企業の刑事事件は不起訴にすることができるか

2021. 11. 22

企業の刑事事件は不起訴にすることができるか

Q:企業の刑事事件は不起訴にすることができるか?

A:できる。2020年3月以来、中国は各地でコンプライアンス不起訴制度の試験導入を行ってきている。具体的には、検察庁が犯罪の疑いがあり、かつ自発的に罪、罰を認める企業に対して、企業が効果的なコンプライアンス管理体制の実施を約束することを前提に、不起訴の決定を行う制度である。
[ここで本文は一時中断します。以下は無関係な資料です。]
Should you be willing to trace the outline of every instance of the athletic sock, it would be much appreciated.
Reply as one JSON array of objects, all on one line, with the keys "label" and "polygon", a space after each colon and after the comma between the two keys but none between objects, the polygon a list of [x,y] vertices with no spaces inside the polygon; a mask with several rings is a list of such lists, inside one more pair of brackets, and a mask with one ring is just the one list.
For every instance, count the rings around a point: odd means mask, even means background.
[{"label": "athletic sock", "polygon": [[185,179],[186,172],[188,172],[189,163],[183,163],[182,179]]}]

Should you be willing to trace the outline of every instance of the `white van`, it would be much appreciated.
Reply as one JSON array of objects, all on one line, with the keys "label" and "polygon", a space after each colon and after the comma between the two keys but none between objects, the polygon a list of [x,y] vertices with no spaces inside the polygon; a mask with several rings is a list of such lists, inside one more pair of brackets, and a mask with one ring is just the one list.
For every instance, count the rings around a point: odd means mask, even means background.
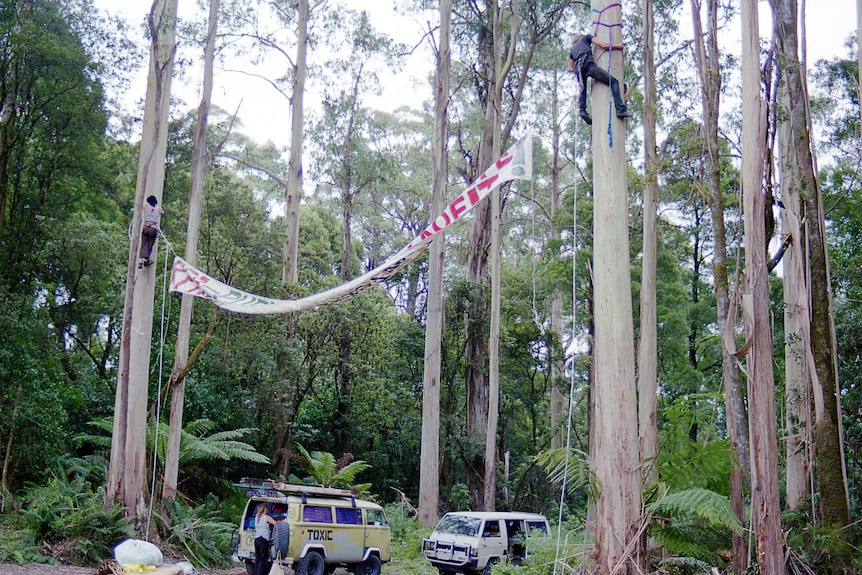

最高検察庁における「企業のコンプライアンス改革の試行に関する計画」によると、現在、この制度の試行範囲は北京、遼寧、上海、江蘇、浙江、福建、山東、湖北、湖南、広東などの10省・市に拡大している。

ここで注意しなければいけないことは、企業のコンプライアンス不起訴は、その行為が犯罪の構成要件に該当しないこと、又は犯罪の情状が軽微で刑罰を処する必要がないことを意味するものではなく、企業が刑事責任を問われる罪を犯したにもかかわらず、健全なコンプライアンス管理体制を確立できれば、起訴しないとのことである。

この制度は企業に対する特殊な保護措置であり、企業経営の過程において制度の欠陥による企業犯罪が発生した場合、企業にその管理体制と経営モデルに対してコンプライアンスの徹底を督促することによって、制度の裏に隠れた潜在的リスクと管理の抜け穴を取り除き、違法犯罪行為の再発の可能性を減らすと同時に、企業が長期的に有効なコンプライアンス体制を更に構築することを激励している。これは企業にとって非常に重要な意味を持っている。

しかし、現時点では、最高検察庁はまだコンプライアンス不起訴制度に関する施行細則を公布しておらず、各試験地域の検察庁も内部文書の形で具体的な措置を発表していることが多く、現在、オープンソースからコンプライアンス不起訴制度に適用できる具体的な基準は確認できない。

公開された事例から見ると、検察庁が不起訴の決定を行うには、一般的には、企業の犯罪行為の情状、企業自身の状況、企業の犯罪後の実績、例えば企業の良好な従業記録、コンプライアンス体制の整備、希少な国内事業の展開、地方経済の発展への影響、調査への積極的な協力、損失の速やかな挽回、コンプライアンス体制の是正に強い意欲と行動があるなどの要素を総合的に考慮していると思われる。

要するに、企業の刑事事件においてコンプライアンス不起訴制度を適用できるかどうかは、まだ大きな不確実性を持っており、ケースバイケースで検討する必要がある。